You can save your way to $100,000.
Singh cites statistics from the Federal Reserve, which state the average American is saving just under 5% of their income. Those who are able to save 10% of their income are saving double compared to the average American and are able to put $7,100 into their savings each year.
One advantage that Americans have today that they did not have a few years ago is high-interest savings accounts. If you’re saving $10,000 a year and have an additional $7,100 you can put into savings, Singh said a high-yield savings account with a 4% interest rate could take you to $100,000 in 10 years.
Is this more time than the three-year timeline? Yes, but it’s also the lowest risk option of the five strategies.
When you passively invest, Singh said you take the $10,000 and put this money to work. Some passive investments include using the money as a down payment on a rental property or investing in the stock market. As you make more money through passive investments, Singh said you will keep investing more money.
The biggest difference between saving money and passively investing is risk. Because you’re investing in the stock market, there’s a chance your money could go down. There’s also the expectation of a higher reward when investing compared to keeping your money in the bank.
Singh uses the example of putting $10,000 and an additional $7,100 into the market. If the historical stock market return is 7% a year, it will take eight years to grow your money from $10,000 to $100,000.
Invest $10K Into Your Income
Investing $10,000 into your income, Singh said, means investing in new skills and education that can help you earn more money. Investing in your education can lead to 20% to 500% returns.
When investing in your income, Singh recommends asking yourself if you can invest money someplace to learn how to do something faster or learn how to earn more money to lower the skills process and start to make this money sooner. The more money you make, the more you can save or invest it to reach $100,000.
Invest in an Active Asset
Putting money into an active asset means investing your money and your time. Singh said investing money into the stock market is more of a passive investment. Putting money into an active investment, such as buying a small business, means you’re putting your money into it and you’re working to grow the company.

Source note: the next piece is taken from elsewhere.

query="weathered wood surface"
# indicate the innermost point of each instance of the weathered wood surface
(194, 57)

If you’re working in or on this business, Singh said your goal is to grow the profit. As an example, Singh said to imagine you used $10,000 to buy a business worth $100,000 that has a 30% profit margin. This means you, as the owner, would get $30,000 as profit at the end of the year. However, if you take this $30,000 profit and decide to turn into $60,000 at the end of the year, you’ll have more money to save, invest or invest in your income to get to $100,000.
It will also increase the value of your equity in the business. Singh explained if the $30,000 profit in the business was worth a $100,000 business, a $60,000 profit means, in theory, the business should be worth $200,000.
The main thing to keep in mind when investing in an active asset, like a business, is you don’t want to go out and buy yourself a job. Singh said you want to grow the business and its presence.
High Risk, High Reward
This model isn’t one Singh said he has experience in. A high risk, high reward game refers to investing in speculative assets like meme stock or cryptocurrency.
While the get rich quick model can make you a lot of money, you can lose a lot of money just as fast. Singh’s warning to everyone who wants to get rich fast is that some people will succeed, but you are not likely to. Is it worth it to keep trying the high risk, high reward model, or try something else that has higher returns but takes a little bit more time?
Singh said to ask yourself if you can follow the path of people who have become successful. These people didn’t get there by gambling or following a get rich quick scheme. They got there because they consistently invested, grew their income and built their business.
Ask yourself which is the right option for you and if you’re willing to do what it takes to become wealthy.